WHAT IS THE STARTING POINT FOR PROPERTY INVESTMENT
The first step is to reflect on your motivations for wanting to invest in property and to grasp the risks involved. There are various factors to take into account that could influence your perspective on whether property investment is suitable for you.
The sad reality with Property investment is that you either have money available to buy a property OR you need to borrow from the bank.
The majority of people fit into the latter scenario. So what is needed upfront before you can even consider starting your property investment journey?
1) Deciding on your ownership structure
Before buying a property, you need to decide on what ownership option you prefer. We will discuss these three ownership options in a separate article but suffice to say, choosing the correct ownership option for your circumstances is probably the most important step in starting a property investment.
Tip: Consult a Property Management specialist to understand the pros and cons of the different types of options before you start your property investment journey.
2) Do you have a good track record?
Banks are in business to make money and accordingly will only lend money to people that they consider low risk. They are not going to take a risk lending money to someone with a poor track record.
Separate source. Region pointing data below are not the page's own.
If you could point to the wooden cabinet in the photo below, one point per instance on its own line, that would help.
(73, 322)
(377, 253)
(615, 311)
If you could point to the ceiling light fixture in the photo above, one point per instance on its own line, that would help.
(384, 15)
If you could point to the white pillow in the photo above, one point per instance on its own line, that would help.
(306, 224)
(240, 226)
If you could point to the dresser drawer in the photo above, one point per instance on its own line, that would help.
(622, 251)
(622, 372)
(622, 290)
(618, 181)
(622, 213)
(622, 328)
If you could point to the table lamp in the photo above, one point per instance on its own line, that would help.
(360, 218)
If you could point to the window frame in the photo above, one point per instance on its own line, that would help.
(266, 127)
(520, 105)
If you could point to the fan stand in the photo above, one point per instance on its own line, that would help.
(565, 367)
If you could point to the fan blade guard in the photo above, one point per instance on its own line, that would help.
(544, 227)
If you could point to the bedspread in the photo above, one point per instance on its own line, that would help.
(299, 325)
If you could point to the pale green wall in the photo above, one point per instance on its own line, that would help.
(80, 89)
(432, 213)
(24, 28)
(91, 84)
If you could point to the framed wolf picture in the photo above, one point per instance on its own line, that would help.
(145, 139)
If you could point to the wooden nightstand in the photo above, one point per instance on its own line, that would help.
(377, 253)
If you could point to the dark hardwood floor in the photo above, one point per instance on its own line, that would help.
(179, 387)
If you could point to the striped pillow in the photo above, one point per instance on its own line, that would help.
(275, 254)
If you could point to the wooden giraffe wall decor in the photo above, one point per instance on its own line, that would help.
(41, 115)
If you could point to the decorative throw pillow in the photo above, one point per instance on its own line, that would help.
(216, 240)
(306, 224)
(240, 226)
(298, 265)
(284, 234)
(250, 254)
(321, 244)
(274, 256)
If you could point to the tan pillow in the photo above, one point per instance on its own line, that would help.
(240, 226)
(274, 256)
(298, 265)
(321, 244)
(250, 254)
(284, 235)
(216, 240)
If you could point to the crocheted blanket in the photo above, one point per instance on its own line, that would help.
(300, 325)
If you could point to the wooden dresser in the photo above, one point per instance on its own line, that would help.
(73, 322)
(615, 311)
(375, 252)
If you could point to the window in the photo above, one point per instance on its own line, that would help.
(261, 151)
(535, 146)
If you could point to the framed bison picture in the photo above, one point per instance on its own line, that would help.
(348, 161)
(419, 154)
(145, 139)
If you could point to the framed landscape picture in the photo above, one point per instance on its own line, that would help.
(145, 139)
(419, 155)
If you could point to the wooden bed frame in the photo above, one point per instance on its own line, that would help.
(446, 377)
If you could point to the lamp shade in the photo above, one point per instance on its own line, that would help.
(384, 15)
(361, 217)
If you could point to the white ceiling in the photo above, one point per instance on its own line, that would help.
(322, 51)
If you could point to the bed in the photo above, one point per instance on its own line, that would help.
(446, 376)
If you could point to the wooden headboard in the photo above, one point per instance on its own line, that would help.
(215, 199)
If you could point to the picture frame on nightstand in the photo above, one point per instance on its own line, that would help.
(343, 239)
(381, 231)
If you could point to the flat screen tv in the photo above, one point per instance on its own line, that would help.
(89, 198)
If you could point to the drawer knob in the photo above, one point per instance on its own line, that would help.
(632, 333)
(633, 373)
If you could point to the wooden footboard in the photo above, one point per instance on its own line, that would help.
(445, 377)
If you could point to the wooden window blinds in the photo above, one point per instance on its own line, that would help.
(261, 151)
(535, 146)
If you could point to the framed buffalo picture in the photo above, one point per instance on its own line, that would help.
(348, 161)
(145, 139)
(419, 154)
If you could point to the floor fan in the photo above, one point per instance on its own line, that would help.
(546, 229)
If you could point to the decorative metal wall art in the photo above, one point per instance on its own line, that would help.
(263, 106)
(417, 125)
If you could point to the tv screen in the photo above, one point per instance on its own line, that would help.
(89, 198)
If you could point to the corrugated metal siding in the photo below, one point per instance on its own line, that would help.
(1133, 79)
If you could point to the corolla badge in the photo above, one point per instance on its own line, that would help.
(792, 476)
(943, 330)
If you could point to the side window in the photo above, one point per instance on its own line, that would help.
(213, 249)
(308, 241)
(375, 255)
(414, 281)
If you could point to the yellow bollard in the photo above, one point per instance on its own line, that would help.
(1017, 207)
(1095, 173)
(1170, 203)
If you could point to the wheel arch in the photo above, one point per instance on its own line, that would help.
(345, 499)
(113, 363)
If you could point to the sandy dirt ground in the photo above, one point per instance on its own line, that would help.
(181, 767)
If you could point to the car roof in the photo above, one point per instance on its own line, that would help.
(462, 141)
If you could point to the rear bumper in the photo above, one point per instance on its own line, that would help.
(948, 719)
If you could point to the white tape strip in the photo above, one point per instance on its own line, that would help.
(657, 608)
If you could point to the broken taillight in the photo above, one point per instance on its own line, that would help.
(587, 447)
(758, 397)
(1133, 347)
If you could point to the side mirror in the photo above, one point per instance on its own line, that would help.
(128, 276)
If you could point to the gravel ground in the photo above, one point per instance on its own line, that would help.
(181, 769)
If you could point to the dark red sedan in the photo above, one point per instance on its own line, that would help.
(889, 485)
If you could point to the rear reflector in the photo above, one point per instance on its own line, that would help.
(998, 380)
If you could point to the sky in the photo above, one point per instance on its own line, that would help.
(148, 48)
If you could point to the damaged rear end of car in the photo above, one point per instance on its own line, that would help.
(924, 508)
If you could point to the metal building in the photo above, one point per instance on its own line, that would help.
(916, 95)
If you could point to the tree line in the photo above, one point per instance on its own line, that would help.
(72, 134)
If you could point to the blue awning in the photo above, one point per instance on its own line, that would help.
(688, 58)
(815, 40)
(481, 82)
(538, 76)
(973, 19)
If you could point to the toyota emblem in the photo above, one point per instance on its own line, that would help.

What is meant by a track record?
This is the record of how someone has managed their finances, in particular how they have paid their clothing accounts, credit cards, cell phone accounts, etc.
Most credit bureaus have records of account payments together with the timing of the aforementioned accounts, whether they have been made timely or late.
A person who does not pay their accounts timeously will receive a poor credit score.
It is these credit scores that banks interrogate in deciding whether a person is a low or high-risk individual and accordingly, whether they will approve a loan or not.
Tip: Therefore a good tip for starting a property portfolio is to always ensure you pay your accounts timeously to ensure your credit score remains constantly good.
3) Having a stable income
The second component that banks look at when considering your loan application is whether you have a stable income. This essentially means that you are permanently employed and earning a constant monthly income of a similar amount.
Often banks will also consider your employment history to see how stable you are and whether you move from one Company to another. Banks prefer to see stability before granting a loan.
Tip: Try and build a good employment history to give the banks the impression that you are reliable.
4) Understanding the risks
Before starting your property investment journey, it is crucial to have an open mindset and understand the risks associated with Property Investment.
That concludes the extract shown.